The venting and flaring rule has angered officials from across the West, including New Mexico Gov. Susana Martinez (R)Utah Gov. Gary Herbert (R)North Dakota Gov. Doug Burgum (R), the Greater North Dakota ChamberGrand Junction Chamber of CommerceSouthern Ute Indian TribeColorado Association of Commerce and IndustryColorado Business Roundtable and Club 20, a coalition of local governments, tribes, businesses and citizens from the Western Slope.

“This God-awful rule is aimed right at North Dakota,” Rep. Kevin Cramer (R-N.D.) said in a March statement, urging the Senate to repeal the rule.

Cramer’s colleague in the Senate, Sen. John Hoeven (R-N.D.) said the rule was “duplicative, unworkable and will hamper job creation and economic growth in North Dakota” in a statement to Western Wire in March. “We need to pass this CRA and get to work on initiatives that will actually help our nation to produce more energy with good environmental stewardship.” Those initiatives include “encouraging investment in natural gas gathering systems on public lands to help reduce flaring,” he said.

“We are hoping Senator Heitkamp, as a conservative Democrat and one who understands the energy industry, will vote with us,” Andy Peterson, president of the Greater North Dakota Chamber, told Western Wire in February.

Sen.
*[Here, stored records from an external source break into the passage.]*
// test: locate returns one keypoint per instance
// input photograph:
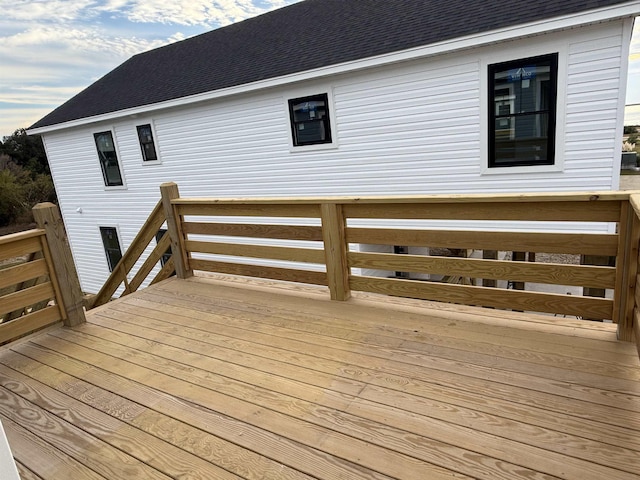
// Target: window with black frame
(522, 111)
(310, 120)
(108, 159)
(111, 246)
(147, 145)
Gardner told reporters this week that he continues to weigh the pros and cons of the CRA resolution. “I want to make sure I’m taking into account opinions on both sides[,] both the support, the pro, and the cons of this so I’ll continue to hear those conversations,” he told Bloomberg BNA on May 2. “You know, Colorado has a really strong rule in place and I think that’s an important factor in this discussion as well.”

“There are people on both sides of this,” Gardner said in February. “A tremendous amount of people who live on the western slope of Colorado who are supportive of the resolution of disapproval — people in Grand Junction, Colo., the Grand Junction Chamber, the Colorado Association of Commerce and Industry, the Colorado Business Roundtable all support the resolution of disapproval.”
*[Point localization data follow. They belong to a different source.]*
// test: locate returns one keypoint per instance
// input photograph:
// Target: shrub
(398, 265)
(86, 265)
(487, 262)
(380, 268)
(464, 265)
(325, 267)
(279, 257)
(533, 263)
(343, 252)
In a comment to Western Wire that month, Gardner also noted the primacy of state regulations over federal mandates. Referring to methane regulations Colorado developed in partnership with local stakeholders and industry, the senator touted the state’s “history of working out unique solutions tailor-made to meet the needs of our state” – solutions that will remain in effect even if the federal rule is overturned.
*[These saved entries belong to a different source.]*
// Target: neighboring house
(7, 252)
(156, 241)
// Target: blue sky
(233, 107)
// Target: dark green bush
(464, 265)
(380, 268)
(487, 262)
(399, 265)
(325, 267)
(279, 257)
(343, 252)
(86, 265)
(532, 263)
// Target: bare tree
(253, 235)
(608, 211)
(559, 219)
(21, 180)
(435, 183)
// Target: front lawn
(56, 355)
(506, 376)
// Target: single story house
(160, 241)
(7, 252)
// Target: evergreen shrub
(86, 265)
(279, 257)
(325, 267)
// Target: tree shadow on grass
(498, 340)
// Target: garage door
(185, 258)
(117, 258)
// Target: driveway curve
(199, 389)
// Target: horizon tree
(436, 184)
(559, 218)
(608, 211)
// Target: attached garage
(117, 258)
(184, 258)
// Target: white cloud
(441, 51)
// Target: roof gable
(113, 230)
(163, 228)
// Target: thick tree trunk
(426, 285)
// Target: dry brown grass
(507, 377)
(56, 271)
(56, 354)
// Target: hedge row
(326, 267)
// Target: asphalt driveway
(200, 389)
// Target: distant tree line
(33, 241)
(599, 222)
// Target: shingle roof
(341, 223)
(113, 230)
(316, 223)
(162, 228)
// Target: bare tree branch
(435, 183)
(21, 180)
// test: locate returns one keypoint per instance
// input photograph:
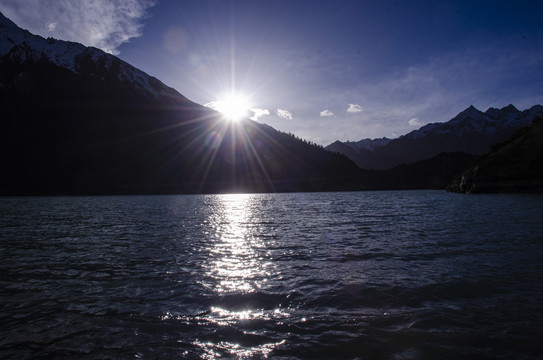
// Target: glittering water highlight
(406, 275)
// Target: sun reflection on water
(237, 266)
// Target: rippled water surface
(368, 275)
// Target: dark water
(368, 275)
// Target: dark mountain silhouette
(513, 166)
(471, 131)
(76, 120)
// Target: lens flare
(234, 107)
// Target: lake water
(367, 275)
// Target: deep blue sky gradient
(406, 63)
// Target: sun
(234, 107)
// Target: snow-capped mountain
(471, 131)
(21, 46)
(76, 120)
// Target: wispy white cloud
(258, 113)
(211, 105)
(104, 24)
(414, 122)
(354, 108)
(327, 113)
(284, 114)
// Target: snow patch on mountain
(21, 45)
(473, 120)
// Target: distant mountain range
(471, 131)
(76, 120)
(513, 166)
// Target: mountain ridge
(76, 120)
(471, 131)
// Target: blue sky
(323, 70)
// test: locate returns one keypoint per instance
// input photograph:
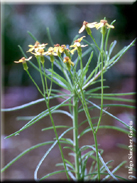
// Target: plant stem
(75, 135)
(50, 114)
(101, 110)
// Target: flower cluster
(38, 50)
(102, 24)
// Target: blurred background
(64, 22)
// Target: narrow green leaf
(33, 37)
(24, 152)
(113, 171)
(48, 151)
(111, 115)
(51, 127)
(38, 117)
(49, 36)
(53, 173)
Groups inside the Beltway have also been rallying for passage of the CRA resolution. On Tuesday, eleven free-market organizations, including the American Council for Capital Formation, American Energy Alliance, and the Competitive Enterprise Institute, wrote a letter to senators, urging them to support the CRA. “The American people expect you to promote pro-growth policies that support affordable energy, jobs, and economic freedom,” the letter said. “The BLM methane rule is not one of those policies. H.J. Res. 36 must be undone, and the CRA is the ideal method for doing so.”

The window to pass CRA resolutions closes on May 11.